I get that there’s all kinds of grown-ups out there, but aren’t people like that kinda…lame? Kinda really lame?

But when I said that to Doowop, he just scrunched up his nose at me.

“You don’t get it, Hegarty,” he said. “These guys are geniuses.”

“Geniuses at what? What do they even do?”

Doowop didn’t answer my question. He just kept on talking with a huge smile on his face.

“See, loads of grade schoolers and kids like us watch their videos every day, right? And it’s set up so they get money from us watching them.”

“For real?”

“Yeah, for real.”

“How much money do they make?”

“They get rich. Like, CRAZY rich.”

“No way.”

“Way.”

“So does that mean you’re paying every time you see them take a bath in a tub full of soda or something?”

“Nah, I’m not paying them.”

“Then who is?”

“Beats me… But someone’s gotta be.”

And so started another average day of computer lab.

 

Translation H

Of course, there are all kinds of adults, but isn’t that type a bit – no, well-and-truly – off? When I said that to him, Doo-Wop just replied with, “you wouldn’t understand, Hegarty”, and infuriated me by saying these people are the best.

He just ignored all my questions – “What was so great about them? What did he mean by ‘great’ anyway?” – and happily kept rabbiting on about them.

“If primary school kids like us keep watching these things day after day, hour after hour, well, the more money these adults get from us.”

“Really?”

“Really.”

“How much do they make?”

“Heaps. It’s outrageous.”

“No way.”

“True. So when you watch videos like the cola bath, aren’t you paying them, Doo-Wop?”

“I haven’t paid anything.”

“So, who pays them all that money then?”

“No idea, but someone must.”

Then computer time began as usual.

 

Translation by Louise Heal Kawai

I mean I guess there are all kinds of grown-ups in the world, but don’t you find these kind of people a bit gross, don’t they freak you out?

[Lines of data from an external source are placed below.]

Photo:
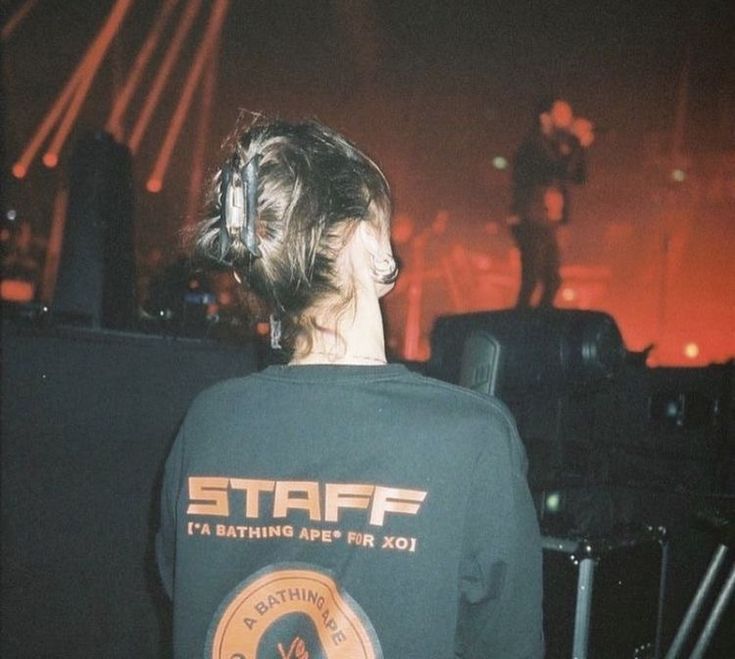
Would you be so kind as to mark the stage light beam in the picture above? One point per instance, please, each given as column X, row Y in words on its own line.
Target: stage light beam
column 206, row 47
column 163, row 74
column 113, row 125
column 20, row 168
column 107, row 34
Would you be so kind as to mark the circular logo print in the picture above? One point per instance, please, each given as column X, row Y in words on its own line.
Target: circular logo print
column 291, row 611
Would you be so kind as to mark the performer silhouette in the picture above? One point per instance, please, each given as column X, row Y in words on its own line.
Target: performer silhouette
column 549, row 159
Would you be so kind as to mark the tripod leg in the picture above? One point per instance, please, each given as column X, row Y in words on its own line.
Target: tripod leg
column 714, row 618
column 697, row 602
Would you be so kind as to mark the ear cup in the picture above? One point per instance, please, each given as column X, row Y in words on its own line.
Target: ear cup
column 384, row 268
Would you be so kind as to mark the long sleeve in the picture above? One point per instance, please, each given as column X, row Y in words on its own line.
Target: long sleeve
column 166, row 536
column 500, row 575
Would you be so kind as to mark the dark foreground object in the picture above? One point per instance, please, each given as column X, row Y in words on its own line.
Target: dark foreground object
column 87, row 420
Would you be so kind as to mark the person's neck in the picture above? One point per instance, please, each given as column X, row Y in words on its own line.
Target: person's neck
column 354, row 337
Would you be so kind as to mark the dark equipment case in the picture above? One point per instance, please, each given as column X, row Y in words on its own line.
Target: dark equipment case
column 603, row 597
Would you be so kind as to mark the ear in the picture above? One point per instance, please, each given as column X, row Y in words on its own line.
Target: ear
column 369, row 236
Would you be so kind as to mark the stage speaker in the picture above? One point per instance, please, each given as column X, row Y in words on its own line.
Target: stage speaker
column 480, row 363
column 556, row 371
column 542, row 349
column 96, row 282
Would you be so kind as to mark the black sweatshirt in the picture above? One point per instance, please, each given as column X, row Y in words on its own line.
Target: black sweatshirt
column 349, row 511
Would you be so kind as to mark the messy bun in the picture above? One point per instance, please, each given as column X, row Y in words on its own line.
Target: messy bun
column 309, row 181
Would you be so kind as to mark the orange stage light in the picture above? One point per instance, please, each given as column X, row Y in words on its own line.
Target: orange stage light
column 16, row 19
column 163, row 74
column 207, row 92
column 53, row 251
column 691, row 350
column 214, row 26
column 50, row 160
column 20, row 168
column 144, row 55
column 106, row 36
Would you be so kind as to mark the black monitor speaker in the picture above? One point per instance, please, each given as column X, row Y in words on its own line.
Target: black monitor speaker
column 96, row 281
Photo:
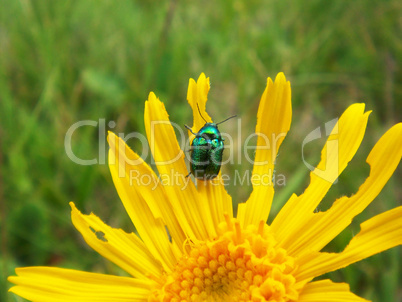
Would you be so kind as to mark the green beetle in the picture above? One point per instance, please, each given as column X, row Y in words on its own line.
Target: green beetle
column 206, row 150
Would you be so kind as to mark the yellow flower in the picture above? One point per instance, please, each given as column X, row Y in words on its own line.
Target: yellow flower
column 191, row 248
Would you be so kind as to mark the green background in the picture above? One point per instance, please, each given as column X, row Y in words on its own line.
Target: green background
column 66, row 61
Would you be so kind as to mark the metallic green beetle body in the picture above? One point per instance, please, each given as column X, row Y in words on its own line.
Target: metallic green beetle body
column 206, row 152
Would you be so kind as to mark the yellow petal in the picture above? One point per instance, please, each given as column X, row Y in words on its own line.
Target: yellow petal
column 320, row 228
column 219, row 201
column 273, row 122
column 327, row 291
column 125, row 250
column 377, row 234
column 339, row 149
column 152, row 231
column 190, row 208
column 137, row 177
column 197, row 96
column 48, row 284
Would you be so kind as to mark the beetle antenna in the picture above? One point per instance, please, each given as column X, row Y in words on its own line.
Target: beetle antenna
column 200, row 113
column 226, row 119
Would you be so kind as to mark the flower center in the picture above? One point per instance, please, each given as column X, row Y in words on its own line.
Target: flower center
column 239, row 265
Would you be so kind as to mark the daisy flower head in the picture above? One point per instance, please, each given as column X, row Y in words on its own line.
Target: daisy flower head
column 191, row 247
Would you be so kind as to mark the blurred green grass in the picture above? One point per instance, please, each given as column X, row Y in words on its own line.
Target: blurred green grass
column 66, row 61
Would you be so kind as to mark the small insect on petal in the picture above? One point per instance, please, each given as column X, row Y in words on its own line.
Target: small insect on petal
column 206, row 150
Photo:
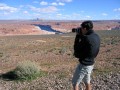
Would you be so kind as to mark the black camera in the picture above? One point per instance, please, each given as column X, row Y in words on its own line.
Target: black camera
column 77, row 30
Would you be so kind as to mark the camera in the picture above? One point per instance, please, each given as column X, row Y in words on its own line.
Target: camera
column 77, row 30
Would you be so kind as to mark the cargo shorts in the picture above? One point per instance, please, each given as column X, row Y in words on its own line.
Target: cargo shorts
column 82, row 73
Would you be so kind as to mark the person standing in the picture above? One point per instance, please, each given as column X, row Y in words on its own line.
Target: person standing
column 86, row 48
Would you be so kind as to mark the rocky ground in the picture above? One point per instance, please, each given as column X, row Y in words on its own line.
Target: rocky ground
column 54, row 54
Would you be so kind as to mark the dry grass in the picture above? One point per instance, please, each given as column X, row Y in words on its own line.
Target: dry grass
column 54, row 53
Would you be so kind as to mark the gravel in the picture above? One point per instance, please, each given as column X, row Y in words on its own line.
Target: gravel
column 109, row 81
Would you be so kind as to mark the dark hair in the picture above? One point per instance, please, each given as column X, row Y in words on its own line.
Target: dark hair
column 87, row 24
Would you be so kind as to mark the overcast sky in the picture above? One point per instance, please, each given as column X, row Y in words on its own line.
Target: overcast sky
column 60, row 9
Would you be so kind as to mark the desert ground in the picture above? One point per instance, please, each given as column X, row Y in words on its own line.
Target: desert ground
column 54, row 54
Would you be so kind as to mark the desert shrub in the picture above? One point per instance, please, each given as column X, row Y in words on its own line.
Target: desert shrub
column 27, row 70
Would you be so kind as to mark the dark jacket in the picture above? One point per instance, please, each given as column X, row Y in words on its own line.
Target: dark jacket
column 86, row 47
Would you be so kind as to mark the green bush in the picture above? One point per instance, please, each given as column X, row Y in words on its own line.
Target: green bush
column 27, row 70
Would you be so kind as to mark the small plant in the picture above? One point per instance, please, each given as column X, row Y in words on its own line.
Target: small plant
column 26, row 70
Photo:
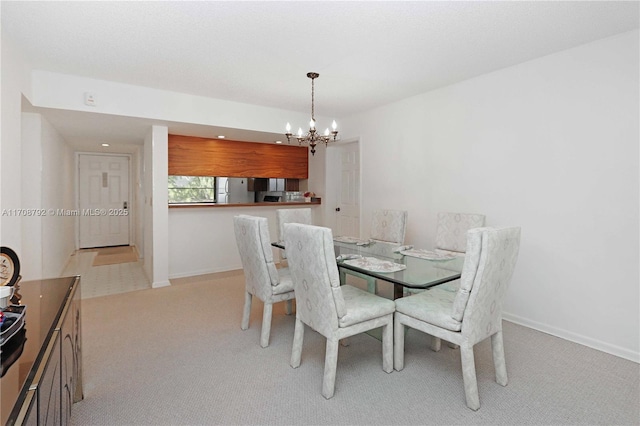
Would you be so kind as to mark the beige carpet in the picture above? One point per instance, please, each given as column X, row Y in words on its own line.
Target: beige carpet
column 176, row 356
column 114, row 255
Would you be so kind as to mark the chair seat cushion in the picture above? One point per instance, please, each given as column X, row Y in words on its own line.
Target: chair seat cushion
column 433, row 306
column 362, row 306
column 286, row 283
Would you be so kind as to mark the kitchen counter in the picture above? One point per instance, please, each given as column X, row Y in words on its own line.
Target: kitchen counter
column 314, row 201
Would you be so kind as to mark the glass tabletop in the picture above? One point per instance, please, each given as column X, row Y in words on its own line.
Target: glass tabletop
column 418, row 274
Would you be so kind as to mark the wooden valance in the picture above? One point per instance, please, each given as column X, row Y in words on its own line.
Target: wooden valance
column 194, row 156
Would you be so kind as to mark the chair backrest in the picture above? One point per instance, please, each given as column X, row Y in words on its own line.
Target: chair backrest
column 451, row 230
column 256, row 253
column 312, row 262
column 291, row 216
column 491, row 257
column 389, row 225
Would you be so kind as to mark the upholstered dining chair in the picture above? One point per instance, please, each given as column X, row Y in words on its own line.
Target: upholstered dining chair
column 387, row 226
column 451, row 239
column 334, row 311
column 451, row 231
column 262, row 278
column 472, row 314
column 283, row 216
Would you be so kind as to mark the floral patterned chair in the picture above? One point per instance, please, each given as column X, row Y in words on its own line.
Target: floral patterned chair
column 334, row 311
column 472, row 314
column 387, row 226
column 291, row 216
column 262, row 279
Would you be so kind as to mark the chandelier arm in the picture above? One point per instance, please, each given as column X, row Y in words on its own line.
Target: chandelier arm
column 312, row 138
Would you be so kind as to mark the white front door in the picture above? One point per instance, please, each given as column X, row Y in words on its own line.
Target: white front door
column 103, row 200
column 348, row 190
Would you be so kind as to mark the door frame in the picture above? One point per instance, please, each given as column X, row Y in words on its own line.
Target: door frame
column 132, row 195
column 333, row 181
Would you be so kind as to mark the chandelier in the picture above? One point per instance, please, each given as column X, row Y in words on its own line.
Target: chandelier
column 313, row 137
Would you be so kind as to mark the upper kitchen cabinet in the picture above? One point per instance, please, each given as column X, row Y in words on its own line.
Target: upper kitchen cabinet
column 192, row 156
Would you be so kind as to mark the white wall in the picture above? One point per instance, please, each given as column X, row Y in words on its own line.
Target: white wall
column 551, row 145
column 202, row 241
column 14, row 81
column 58, row 193
column 48, row 237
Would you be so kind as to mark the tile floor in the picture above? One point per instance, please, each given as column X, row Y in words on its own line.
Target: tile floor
column 107, row 279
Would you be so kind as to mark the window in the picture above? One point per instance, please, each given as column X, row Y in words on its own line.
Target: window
column 192, row 189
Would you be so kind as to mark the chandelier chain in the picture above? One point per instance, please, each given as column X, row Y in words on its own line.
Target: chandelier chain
column 313, row 137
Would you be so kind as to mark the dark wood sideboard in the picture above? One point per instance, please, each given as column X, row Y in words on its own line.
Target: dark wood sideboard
column 42, row 376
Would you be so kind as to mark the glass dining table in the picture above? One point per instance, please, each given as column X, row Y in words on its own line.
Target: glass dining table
column 403, row 268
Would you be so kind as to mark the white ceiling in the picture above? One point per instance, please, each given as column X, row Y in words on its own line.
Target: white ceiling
column 367, row 53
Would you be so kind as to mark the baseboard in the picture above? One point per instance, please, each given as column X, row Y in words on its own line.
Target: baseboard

When I said this to Doo-Wop, he snorted.

“You don’t understand anything, Tutti. These are the top people, the coolest.”

The top? Top of what? And how were they cool? But Doo-Wop didn’t bother answering my questions, just kept on talking, all excited.

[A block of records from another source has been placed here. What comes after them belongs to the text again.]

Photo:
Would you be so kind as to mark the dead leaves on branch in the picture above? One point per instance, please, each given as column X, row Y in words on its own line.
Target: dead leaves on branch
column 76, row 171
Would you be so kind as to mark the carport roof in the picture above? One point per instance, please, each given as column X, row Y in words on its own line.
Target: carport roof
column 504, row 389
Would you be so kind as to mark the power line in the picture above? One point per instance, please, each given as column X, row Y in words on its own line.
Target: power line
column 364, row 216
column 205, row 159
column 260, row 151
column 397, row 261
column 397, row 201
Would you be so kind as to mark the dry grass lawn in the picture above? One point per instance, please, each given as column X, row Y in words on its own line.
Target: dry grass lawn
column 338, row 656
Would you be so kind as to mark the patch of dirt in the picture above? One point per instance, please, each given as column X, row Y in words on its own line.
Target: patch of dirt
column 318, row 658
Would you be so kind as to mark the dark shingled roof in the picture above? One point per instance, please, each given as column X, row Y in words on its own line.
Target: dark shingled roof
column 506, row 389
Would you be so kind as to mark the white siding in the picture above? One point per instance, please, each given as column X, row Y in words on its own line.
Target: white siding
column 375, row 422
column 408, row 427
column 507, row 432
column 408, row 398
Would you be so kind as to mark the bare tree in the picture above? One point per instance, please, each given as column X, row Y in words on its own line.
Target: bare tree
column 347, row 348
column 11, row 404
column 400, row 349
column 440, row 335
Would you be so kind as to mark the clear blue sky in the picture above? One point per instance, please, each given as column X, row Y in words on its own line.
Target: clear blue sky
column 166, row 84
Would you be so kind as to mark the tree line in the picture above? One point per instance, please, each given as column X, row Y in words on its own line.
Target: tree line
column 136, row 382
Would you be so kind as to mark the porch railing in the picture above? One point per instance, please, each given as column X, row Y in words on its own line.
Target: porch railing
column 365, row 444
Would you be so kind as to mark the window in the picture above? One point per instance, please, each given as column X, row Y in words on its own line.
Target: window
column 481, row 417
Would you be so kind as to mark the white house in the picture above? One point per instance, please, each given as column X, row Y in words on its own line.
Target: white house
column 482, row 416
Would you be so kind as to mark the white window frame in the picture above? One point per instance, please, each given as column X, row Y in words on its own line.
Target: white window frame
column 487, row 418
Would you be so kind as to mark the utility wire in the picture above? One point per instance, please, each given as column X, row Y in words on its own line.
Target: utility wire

“Every single day, kids like us watch their videos, and every time someone watches them, there’s like a thing set up that gives them loads of money.”

“Really?”

“Yep.”

“How much money do these grown-ups get?”

“Tons. Tons and tons of money. Like you wouldn’t believe.”

“No!”

“I swear.”

“So you – Doo-Wop – give them money every time they get in a cola bath or stuff like that?”

“Well, no, I’m not paying anything.”

“So who’s giving them this tons of money?”

“Well…. I dunno exactly, but someone is.”

And so computer class began the same way as usual.

 

Comments by Louise Heal Kawai

“I was rather freer with my translation of the first part of this section than any of the participants. Perhaps it was because I knew my translation wasn’t going to be analyzed in a workshop (!) but in general I feel taking a few liberties as long as the meaning is not lost is something to be encouraged rather than discouraged. And I do believe that ‘a bit gross’ moving on to ‘freak you out’ is very much in the spirit of the original. I also cut a bit of Doo-Wop’s exaggeration of how much kids watched the videos, as it sounded too repetitive and I felt took away from the ‘tons of money’ speech later.

“As for the second half dialogue, I think breaking it up line by line makes it clearer, but the use of italics versus regular font also works nicely and avoids the crowded look of quotation marks or he said/she said in the run-on text.

“Although at times the vocabulary and grammar choice seemed a little mature for a twelve-year-old, in general I loved the variety of phrases used by the participants to bring these kids’ speech to life.

“Thank you to the eight brave participants who took the time to submit a translation, and to everyone who attended the workshop.”

Louise Heal Kawai leads the workshop at SCBWI Japan Translation Day 2018.